A história é banal, contada e recontada pelos poetas árabes mesmo em seu período de ignorância pré-Alcorão. A filha do califa, prometida em casamento para um rico – e mais velho – mercador se apaixona pelo jovem e encantador estudante. Só que desta vez o califa é um pastor evangélico do Lindo Parque; e o jovem estudante, um menino do Barro Vermelho.

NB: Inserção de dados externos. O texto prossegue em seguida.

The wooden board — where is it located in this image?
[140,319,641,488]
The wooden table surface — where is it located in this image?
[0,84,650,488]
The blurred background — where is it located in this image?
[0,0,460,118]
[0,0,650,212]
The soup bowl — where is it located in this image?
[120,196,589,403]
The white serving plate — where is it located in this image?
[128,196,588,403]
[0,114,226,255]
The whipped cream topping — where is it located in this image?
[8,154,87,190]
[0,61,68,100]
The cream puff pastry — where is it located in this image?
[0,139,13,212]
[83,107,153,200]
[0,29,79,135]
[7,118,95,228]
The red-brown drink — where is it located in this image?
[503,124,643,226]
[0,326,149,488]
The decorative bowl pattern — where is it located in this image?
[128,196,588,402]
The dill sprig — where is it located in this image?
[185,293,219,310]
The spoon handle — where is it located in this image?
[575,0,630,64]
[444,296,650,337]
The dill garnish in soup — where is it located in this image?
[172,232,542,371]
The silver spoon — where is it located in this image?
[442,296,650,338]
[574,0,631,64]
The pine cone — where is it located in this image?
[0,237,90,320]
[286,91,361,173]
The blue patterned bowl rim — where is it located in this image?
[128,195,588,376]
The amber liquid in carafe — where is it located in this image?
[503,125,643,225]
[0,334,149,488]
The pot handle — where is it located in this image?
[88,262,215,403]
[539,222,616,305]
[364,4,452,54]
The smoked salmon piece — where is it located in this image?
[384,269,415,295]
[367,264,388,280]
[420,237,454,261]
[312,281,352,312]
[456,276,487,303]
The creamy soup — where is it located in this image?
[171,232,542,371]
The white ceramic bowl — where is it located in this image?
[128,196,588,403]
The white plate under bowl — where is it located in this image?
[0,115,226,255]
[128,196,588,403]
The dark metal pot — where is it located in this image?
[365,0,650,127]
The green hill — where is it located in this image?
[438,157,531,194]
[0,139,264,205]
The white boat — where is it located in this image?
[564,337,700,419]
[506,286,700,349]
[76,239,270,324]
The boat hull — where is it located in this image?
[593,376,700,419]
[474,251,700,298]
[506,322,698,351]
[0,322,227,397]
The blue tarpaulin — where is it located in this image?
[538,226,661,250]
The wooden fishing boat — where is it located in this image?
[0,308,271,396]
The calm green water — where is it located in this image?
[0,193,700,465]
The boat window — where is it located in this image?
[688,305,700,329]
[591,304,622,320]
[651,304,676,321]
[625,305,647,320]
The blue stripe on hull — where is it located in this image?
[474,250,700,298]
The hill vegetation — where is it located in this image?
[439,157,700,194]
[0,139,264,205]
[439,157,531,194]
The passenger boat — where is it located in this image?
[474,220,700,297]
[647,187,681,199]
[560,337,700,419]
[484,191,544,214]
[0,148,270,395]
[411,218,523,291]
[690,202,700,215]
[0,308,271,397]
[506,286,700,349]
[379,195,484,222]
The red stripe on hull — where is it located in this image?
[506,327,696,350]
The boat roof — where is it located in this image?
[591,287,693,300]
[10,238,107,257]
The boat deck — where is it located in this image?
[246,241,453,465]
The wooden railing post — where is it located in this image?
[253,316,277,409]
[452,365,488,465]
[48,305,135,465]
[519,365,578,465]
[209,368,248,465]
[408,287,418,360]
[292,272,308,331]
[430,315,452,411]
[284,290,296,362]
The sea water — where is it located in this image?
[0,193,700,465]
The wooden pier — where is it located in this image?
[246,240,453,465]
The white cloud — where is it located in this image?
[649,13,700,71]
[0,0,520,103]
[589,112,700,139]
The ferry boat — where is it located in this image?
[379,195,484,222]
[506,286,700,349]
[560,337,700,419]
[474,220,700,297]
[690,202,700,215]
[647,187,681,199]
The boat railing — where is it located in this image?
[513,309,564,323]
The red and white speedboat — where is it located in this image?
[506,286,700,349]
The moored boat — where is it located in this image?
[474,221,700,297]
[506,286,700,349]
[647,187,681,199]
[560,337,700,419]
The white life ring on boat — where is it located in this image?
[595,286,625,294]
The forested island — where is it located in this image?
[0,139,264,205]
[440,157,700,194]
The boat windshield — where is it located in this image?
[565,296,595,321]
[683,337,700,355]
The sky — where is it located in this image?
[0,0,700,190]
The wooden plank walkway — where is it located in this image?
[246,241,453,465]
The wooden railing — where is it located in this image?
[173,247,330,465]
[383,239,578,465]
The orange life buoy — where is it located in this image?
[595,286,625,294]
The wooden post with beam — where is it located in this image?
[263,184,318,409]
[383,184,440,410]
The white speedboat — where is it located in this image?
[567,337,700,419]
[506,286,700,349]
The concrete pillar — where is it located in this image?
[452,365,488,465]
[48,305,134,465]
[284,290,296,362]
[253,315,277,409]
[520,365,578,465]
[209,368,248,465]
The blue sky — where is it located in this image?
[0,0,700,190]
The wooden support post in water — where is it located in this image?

Não havia quem questionasse o casamento. No alvorecer de sua adolescência, a menina Jade já chamava a atenção dos homens. Não que tivesse as formas opulentas que capturam o olhar dos predadores, mas seu sorriso doce, olhos brilhantes e a farta cabeleira encaracolada era um convite a um jardim persa. Não demorou muito e os encantos da jovem despertaram a paixão em Hassan, mercador que frequentava a igreja do califa e cujas famílias nutriam uma grande amizade. O destino da menina Jade parecia traçado – e conformado, até. Daí ela conheceu o jovem Adônis.

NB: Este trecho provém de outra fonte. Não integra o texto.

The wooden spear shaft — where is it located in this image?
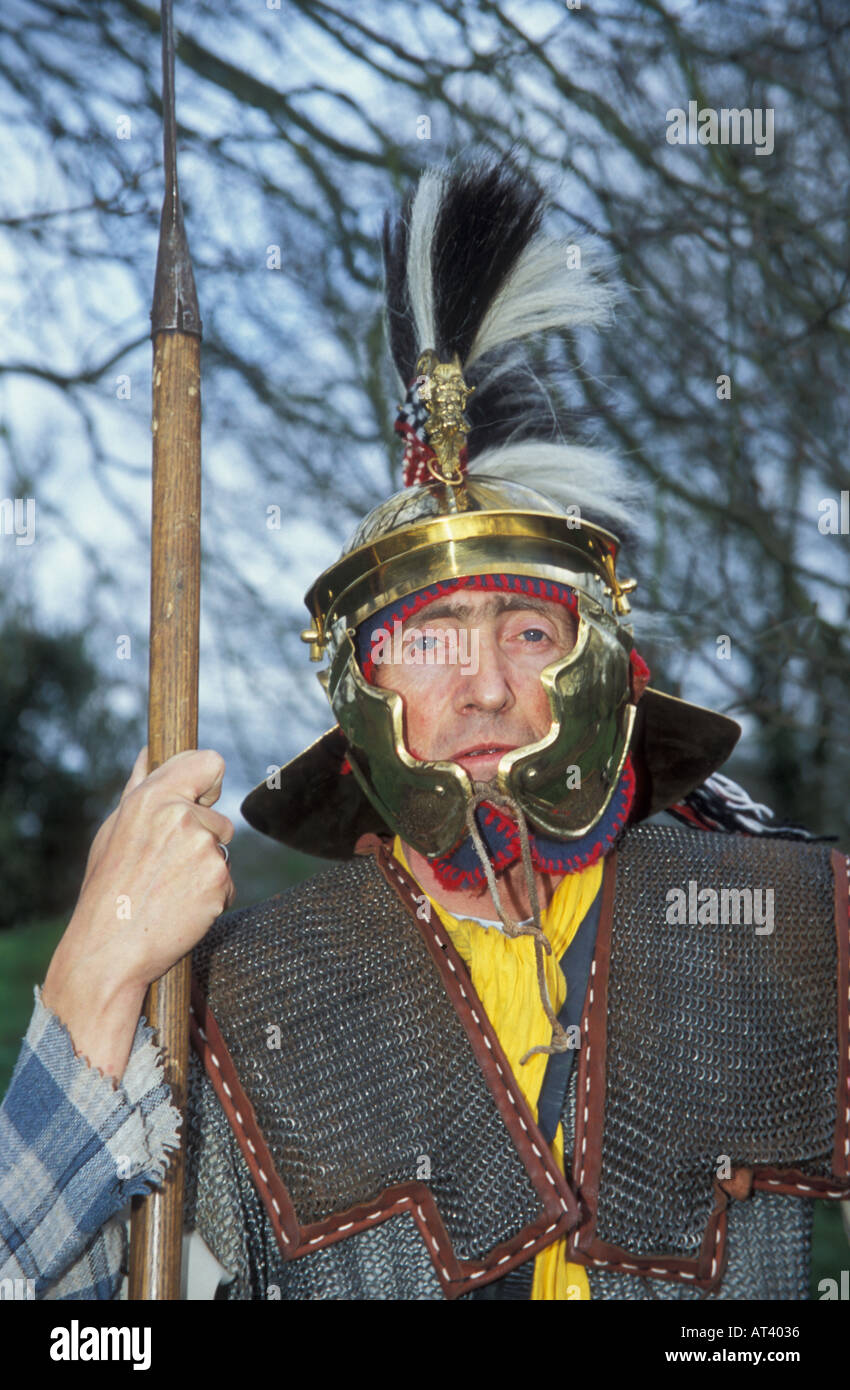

Adônis era um menino bonito e de grande coração, além de uma inteligência exemplar. Jade e Adônis estudavam juntos, e logo se reconheceram. Falavam sobre livros, filmes e músicas, e viam suas paixões em comum se espelharem em oito olhos. O problema da paixão é que ela é selvagem e não respeita fronteiras. Quando o cérebro não foi mais suficiente para contê-la, ela migrou para o coração.
Porém Adônis era um moço respeitador e, sabendo do compromisso de Jade, preferia não arriscar perder a cabeça. Não queria trair a confiança do califa que, apesar de homem bravo e influente, sempre o tratara muito bem. A jovem Jade também não via saída, dava como favas contadas o seu casamento com Hassan, mesmo sentindo por ele apenas carinho.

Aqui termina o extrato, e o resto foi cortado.